CONTEXT FOR THE QUESTION

I'm porting animations between two video games from the same developer that use mostly the same skeleton and coordinate system. So in general, data can be ported from the source to destination exactly as it is. However, while both games use Euler angles to represent bone rotation data, the source game uses all 3 angles for every bone, but the destination game only allows for 2 angles for some of the bones while the remaining angle is always 0.

For now I'm specifically interested in character arms that mainly consist of the following bones: shoulder, upper arm, forearm. Shoulder uses 2 angles (pitch, roll), upper arm uses 3 angles (yaw, pitch, roll), forearm uses 2 angles (yaw, pitch). Angle order for all the bones is YXZ (yaw, pitch, roll).

THE QUESTION

Having data for all 3 angles for all 3 arm bones from the source game, how do I convert it to the destination game's format by discarding shoulder's yaw data and forearm's roll data but modifying all the remaining data to achieve the best possible visual match to the original animation?

Is it at all possible to calculate something like this? I'm thinking it should be possible since the games share a lot of animations that look the same visually.
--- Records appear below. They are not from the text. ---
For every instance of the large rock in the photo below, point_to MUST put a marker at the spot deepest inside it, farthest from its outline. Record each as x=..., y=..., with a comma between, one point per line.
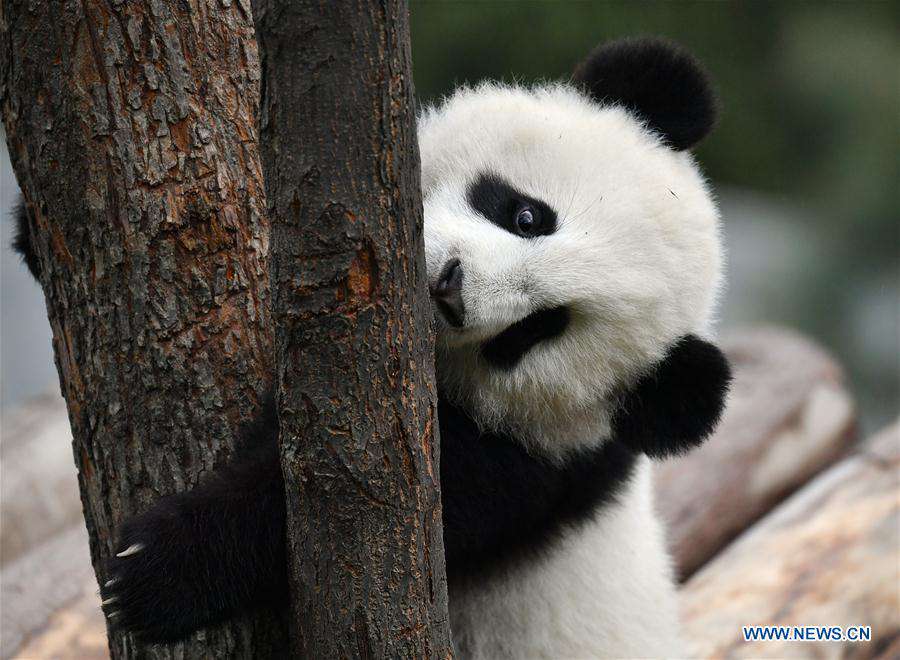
x=788, y=417
x=41, y=587
x=39, y=487
x=828, y=556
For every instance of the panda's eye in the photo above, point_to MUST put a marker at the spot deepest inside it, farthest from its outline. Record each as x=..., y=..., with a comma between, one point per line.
x=526, y=221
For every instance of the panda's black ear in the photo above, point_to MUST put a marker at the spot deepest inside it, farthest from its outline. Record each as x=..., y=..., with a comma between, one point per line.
x=657, y=80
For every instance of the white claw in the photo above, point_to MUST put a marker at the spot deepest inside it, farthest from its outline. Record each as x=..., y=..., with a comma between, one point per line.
x=132, y=549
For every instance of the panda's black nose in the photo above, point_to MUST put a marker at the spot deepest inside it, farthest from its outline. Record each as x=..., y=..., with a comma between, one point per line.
x=447, y=293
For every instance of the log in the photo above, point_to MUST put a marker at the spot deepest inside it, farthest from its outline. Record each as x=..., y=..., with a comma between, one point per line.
x=39, y=489
x=43, y=582
x=788, y=417
x=827, y=556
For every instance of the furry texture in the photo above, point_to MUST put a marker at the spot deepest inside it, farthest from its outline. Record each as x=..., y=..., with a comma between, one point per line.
x=605, y=591
x=199, y=557
x=658, y=81
x=635, y=266
x=676, y=406
x=565, y=353
x=502, y=505
x=21, y=242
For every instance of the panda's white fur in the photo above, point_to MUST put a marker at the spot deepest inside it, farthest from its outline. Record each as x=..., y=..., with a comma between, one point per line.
x=553, y=548
x=637, y=259
x=604, y=591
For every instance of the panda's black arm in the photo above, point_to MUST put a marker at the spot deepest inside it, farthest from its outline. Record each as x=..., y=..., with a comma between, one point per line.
x=21, y=242
x=195, y=559
x=677, y=405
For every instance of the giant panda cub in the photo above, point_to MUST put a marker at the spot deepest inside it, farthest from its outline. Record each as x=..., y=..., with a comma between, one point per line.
x=574, y=258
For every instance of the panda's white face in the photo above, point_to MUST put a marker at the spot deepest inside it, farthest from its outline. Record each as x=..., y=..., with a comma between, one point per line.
x=581, y=248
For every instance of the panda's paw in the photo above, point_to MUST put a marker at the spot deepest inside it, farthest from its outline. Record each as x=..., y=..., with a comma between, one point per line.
x=150, y=584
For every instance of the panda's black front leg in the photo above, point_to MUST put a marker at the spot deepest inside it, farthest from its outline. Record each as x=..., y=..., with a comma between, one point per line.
x=677, y=405
x=197, y=558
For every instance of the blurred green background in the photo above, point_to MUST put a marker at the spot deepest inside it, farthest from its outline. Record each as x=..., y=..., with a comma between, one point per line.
x=804, y=161
x=804, y=158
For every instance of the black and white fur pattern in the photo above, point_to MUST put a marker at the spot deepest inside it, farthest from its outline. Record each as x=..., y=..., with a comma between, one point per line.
x=574, y=259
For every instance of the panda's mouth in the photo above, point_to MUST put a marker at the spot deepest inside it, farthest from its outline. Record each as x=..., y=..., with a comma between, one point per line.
x=506, y=349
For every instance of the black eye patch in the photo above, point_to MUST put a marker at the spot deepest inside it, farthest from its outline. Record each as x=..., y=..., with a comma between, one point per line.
x=506, y=207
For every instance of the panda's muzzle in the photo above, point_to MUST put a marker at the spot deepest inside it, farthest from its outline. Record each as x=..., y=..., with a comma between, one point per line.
x=447, y=293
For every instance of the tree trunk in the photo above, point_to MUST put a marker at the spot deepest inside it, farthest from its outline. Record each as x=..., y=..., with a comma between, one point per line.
x=131, y=127
x=354, y=348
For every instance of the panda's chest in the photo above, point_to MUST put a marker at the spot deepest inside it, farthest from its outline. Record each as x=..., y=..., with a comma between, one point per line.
x=502, y=504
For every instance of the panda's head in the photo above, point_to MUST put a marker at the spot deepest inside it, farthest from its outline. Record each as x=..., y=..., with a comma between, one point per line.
x=570, y=237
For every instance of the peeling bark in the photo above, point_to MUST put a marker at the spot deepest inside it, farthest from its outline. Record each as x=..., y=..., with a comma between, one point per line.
x=132, y=131
x=354, y=348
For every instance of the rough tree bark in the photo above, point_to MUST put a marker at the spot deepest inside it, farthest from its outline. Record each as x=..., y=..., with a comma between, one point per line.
x=131, y=126
x=354, y=349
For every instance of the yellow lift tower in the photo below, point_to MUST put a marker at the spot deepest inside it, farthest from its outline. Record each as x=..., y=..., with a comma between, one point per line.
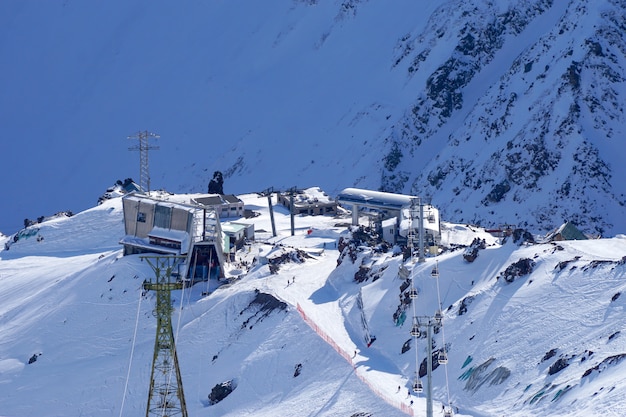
x=166, y=397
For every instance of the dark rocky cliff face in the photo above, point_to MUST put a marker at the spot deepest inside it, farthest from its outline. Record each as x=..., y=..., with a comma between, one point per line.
x=538, y=147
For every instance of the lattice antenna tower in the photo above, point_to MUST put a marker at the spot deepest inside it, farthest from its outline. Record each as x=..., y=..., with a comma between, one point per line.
x=166, y=396
x=143, y=147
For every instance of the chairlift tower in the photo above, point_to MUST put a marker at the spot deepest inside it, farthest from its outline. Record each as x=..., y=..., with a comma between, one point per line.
x=166, y=397
x=429, y=323
x=268, y=193
x=291, y=193
x=143, y=147
x=418, y=202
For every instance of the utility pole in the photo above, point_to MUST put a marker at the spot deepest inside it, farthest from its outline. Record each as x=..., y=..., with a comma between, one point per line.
x=143, y=147
x=268, y=193
x=166, y=397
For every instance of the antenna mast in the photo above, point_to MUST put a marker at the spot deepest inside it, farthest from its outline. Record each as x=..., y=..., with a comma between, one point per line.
x=143, y=147
x=166, y=397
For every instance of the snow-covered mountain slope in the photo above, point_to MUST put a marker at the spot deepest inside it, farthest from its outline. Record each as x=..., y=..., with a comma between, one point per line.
x=501, y=112
x=540, y=339
x=522, y=121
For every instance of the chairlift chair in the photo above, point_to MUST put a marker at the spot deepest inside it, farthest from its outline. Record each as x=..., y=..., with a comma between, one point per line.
x=438, y=317
x=442, y=358
x=417, y=386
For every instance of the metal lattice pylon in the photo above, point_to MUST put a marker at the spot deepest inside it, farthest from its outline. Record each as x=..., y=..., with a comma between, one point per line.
x=166, y=397
x=143, y=147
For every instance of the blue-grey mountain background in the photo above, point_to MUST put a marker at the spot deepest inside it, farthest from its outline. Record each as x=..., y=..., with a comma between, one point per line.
x=500, y=112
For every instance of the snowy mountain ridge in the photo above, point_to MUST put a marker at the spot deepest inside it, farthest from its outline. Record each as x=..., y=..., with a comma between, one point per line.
x=529, y=329
x=500, y=112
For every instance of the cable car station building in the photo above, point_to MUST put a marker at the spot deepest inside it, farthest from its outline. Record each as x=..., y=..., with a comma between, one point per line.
x=395, y=214
x=175, y=225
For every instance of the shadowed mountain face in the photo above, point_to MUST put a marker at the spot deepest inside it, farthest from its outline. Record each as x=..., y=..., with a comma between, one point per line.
x=500, y=112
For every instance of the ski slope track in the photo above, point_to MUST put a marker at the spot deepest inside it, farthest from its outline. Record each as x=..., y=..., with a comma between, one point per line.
x=548, y=342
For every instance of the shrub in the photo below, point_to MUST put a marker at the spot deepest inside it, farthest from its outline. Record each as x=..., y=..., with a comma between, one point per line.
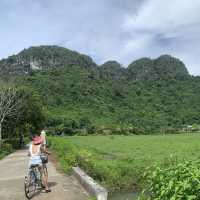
x=177, y=182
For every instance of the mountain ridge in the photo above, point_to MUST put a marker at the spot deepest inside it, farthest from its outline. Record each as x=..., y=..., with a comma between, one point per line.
x=46, y=57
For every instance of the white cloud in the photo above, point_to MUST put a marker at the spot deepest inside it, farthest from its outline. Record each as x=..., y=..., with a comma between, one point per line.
x=172, y=27
x=123, y=30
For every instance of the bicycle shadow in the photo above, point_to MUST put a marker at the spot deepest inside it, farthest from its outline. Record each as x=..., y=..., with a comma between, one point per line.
x=52, y=184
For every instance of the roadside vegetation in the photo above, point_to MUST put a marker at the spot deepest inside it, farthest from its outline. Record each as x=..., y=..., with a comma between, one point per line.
x=119, y=162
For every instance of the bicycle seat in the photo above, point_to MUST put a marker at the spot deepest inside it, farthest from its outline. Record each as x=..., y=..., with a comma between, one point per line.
x=34, y=165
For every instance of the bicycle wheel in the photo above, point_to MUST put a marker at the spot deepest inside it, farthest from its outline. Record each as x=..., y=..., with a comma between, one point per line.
x=30, y=185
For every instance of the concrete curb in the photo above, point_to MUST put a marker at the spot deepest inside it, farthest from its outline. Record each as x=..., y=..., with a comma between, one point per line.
x=90, y=185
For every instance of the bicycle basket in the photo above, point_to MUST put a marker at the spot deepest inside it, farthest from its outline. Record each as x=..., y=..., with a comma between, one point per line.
x=44, y=158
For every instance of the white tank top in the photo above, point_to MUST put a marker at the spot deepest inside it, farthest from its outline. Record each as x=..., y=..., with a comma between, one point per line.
x=37, y=153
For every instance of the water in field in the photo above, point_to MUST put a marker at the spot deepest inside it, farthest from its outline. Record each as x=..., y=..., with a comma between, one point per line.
x=124, y=196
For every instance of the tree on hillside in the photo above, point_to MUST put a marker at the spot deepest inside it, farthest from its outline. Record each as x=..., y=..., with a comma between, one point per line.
x=10, y=104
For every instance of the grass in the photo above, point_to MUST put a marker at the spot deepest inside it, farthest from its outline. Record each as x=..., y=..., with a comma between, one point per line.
x=118, y=162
So the developers must have had some kind of way to discard some of the data and compensate for it by modifying other values.

I have managed to do it manually for one frame by experimenting with different values but obviously it's not viable to do if for every frame in many animations.

For example, in this frame the original data is (in degrees, the order is yaw, pitch, roll):
Shoulder 4.22, -11.25, -105.47
Upper arm -11.25, -29.53, -45.00
Forearm 21.09, -30.94, -111.09

My modified data:
Shoulder 0.00, -11.25, -105.47
Upper arm 49.22, -29.53, -45.00
Forearm -105.47, -98.44, 0.00

What the result looks like (look at the left arm only). Of course, it won't be an exact match but something like this is close enough for me if I can automate the process.

https://i.sstatic.net/XWepsVJc.gif
is this not just the standard 3d to 2d that is used in 3d graphics which display on a 2d screen?
that is just done with matrix transforms & projection tricks. Its well known -- try looking it up from that side (as if you were writing your own graphics engine)
It looks to me like the rotations are simply discarding a coordinate from the transformations?

Assuming a 3-vector for the bone rotations, the transformation matrix is the same — except you do not rotate the axis that remains stationary.


Projection onto a 2D surface is a different transformation, but uses the same-sized transformation matrix. The way you set it up is a little tricky, though.


Any decent OpenGL-based renderer will have this kind of stuff built-in. You don’t even have to pretend the 3D stuff is 2D — just give it to OGL and it’ll do the projections for you. You’d only need to mess with the rotations in the 3D space.